It is mandatory for all pharmaceutical companies planning to undertake clinical trials in India to register with the Indian Council of Medical Research Clinical Trial Registry. The hitherto optional registration has been made compulsory by the Directorate General of Health Services with effect from June 15, 2009.
PSA view – In light of the increasing number of adverse events, malpractices, trials by small unknown companies/hospitals, mandatory registration will ensure transparency, accountability and accessibility of clinical trials and their results to public and will also, to an extent, streamline the entire process from start to finish.
Opportunity calling in the Pharma sector
The Department of Pharmaceuticals (“DoP”), Ministry of Chemicals and Fertilizers, is contemplating major projects including establishment of two pharma clusters, a pharma city, a vaccine development centre and four R&D hubs to enhance the manufacturing and R&D capacity of the Indian pharmaceutical sector. The proposed actions include establishing (i) a pharma city in the state of Andhra Pradesh; (ii) R&D hubs (with incubation centre, wet labs, common facilities in line with international facilities and standards and DoP support for land allotment and for overall project) in places including Mumbai, Pune, Kolkata, and Chennai; (iii) a high end medical device cluster (including facilities like sterilization and testing systems) in the state of Gujarat, to provide technical support to the growing medical devices industry in the country. The project is expected to take off in mid-September 2009.
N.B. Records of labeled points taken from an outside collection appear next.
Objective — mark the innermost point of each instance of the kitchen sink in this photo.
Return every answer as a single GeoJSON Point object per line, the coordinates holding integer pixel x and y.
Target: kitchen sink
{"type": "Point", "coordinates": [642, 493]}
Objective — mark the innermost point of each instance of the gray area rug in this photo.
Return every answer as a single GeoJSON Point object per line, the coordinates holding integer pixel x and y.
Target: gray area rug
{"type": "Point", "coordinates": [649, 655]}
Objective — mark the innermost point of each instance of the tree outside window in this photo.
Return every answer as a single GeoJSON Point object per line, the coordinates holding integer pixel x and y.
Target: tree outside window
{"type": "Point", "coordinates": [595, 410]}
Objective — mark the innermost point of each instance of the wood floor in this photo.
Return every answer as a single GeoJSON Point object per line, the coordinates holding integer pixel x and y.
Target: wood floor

PSA view – Needless to say, the Government of India is keen to boost the pharmaceutical sector in terms of providing top-class facilities and infrastructure for manufacturing and R&D companies. It is an excellent opportunity for pharma companies to establish base in these contemplated clusters and gain a foothold in the industry in India.
Food companies to introduce nutritional labeling
India plans to introduce a uniform and integrated food law to address the lacunae under the existing food laws regime. As a measure to protect the general public and to supplement informed choice, the integrated food law will, inter alia, feature a requirement of nutritional labeling of food items. The Ministry of Food Processing Industry will prescribe the nutritional standards and the labeling requirements. Meanwhile, companies in the Indian food sector especially subsidiaries of foreign food giants such as Unilever, Kellogg, and ConAgra are planning to adopt common nutritional labeling standards ahead of the implementation of the integrated food law to address growing health awareness and concerns about obesity.
PSA view – The applicable legislation, the Food Safety and Standards Act, 2006 (“FSSA”) has not been brought into force in totality, but once enforced, it will serve as the basis for implementation of nutritional labeling of processed food products. It is prudent for food processing companies to prepare for the change in food law regime which is expected to change soon with the complete enforcement of FSSA and coming up of the corresponding rules.
Centralized issuance of WHO-GMP certificate by the Drugs Controller General of India (“DCGI”)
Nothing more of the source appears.